Time and Place
Present day, in a run-down suburban church
Leonard: A twenty-three-year-old priest hired by his mother, discontent with his life
Gabriel: A teenager who grew up in the ghetto; is going to school to become a firefighter
Crowd: Small group of people who go to church to listen to Leonard’s preaching
Angela: Gabriel’s mother; very protective of her son
(The small, suburban church falls to a hush as Father Leonard, a twenty-three-year-old priest, finishes preaching loudly to the four people who’ve gathered. Behind him are several candelabra and a giant wooden cross held in place by steel cables. Some of the windows are broken, the church having fallen on hard times. Leonard holds his book closely to him, as if it were a treasure, his voice full of confidence and pride.)

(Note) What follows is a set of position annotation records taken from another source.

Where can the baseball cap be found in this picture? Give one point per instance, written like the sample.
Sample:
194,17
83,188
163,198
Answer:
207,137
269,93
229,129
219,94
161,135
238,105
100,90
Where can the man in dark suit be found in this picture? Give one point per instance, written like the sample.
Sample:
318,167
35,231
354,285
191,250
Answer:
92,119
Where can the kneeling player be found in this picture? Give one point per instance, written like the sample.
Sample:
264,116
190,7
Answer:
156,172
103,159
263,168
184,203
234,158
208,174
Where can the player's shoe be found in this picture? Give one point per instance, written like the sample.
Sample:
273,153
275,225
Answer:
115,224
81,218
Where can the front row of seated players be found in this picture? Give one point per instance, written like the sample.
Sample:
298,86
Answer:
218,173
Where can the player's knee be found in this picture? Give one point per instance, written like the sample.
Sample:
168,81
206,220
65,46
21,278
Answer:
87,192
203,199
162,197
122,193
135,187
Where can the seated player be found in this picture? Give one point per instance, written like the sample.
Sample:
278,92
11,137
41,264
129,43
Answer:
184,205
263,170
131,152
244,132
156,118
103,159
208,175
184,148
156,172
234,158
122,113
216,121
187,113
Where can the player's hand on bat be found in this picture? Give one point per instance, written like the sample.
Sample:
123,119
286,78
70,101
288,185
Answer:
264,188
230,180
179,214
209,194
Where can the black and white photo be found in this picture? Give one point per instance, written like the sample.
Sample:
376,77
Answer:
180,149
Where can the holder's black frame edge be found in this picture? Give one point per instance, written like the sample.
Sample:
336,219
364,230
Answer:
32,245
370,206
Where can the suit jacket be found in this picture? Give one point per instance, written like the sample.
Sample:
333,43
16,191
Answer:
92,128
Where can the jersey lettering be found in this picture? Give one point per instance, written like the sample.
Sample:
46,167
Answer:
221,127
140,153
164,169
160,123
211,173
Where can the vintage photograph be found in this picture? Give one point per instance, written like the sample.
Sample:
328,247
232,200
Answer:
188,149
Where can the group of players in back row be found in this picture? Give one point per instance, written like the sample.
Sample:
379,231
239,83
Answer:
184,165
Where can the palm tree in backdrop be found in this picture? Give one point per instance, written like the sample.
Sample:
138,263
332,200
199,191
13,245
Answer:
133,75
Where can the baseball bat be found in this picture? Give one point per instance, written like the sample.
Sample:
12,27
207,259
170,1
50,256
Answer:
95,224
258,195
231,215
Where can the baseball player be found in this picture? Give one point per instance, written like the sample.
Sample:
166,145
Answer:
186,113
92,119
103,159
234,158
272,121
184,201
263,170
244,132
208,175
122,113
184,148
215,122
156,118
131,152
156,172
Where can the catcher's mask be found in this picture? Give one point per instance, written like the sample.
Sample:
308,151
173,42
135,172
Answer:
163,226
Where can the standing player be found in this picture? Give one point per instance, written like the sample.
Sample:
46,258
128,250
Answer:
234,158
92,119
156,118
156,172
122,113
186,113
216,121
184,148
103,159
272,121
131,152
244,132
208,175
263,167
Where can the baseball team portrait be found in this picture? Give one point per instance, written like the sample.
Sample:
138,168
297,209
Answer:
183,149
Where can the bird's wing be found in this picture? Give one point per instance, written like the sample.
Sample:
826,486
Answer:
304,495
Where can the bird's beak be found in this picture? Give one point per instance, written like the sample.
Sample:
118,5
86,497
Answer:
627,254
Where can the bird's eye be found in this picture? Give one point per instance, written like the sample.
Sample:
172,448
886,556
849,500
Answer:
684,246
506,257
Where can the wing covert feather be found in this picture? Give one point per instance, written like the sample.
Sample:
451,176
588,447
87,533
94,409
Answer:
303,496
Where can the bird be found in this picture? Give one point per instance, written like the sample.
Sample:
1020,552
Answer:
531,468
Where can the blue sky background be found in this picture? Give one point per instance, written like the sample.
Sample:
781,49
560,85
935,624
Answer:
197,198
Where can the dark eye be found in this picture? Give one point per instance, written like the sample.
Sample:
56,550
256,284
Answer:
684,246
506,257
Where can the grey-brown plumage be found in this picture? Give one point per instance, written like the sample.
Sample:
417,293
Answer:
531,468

LEONARD: And He shall forgive us, our children, for all that we have done, and all that we are, for we believe in our Lord; and he shall lead us to a better tomorrow! In Jesus’ name, Amen.
CROWD: Amen. (They all leave except for one teenager)
LEONARD: (looks to see the teen still sitting in the pews) Sorry, son, but I’m afraid you’ll have to come back next week. I’ve paid my dues for the crowd today.
GABRIEL: I’m not yo’ son. My name’s—
LEONARD: I said, there’s no time. Come back again next week. (Starts to leave stage left)
GABRIEL: Wait! I have jus’ one question; please, jus’ one, and I won’ trouble you no more!
LEONARD: (Turns to face Gabriel) Just one?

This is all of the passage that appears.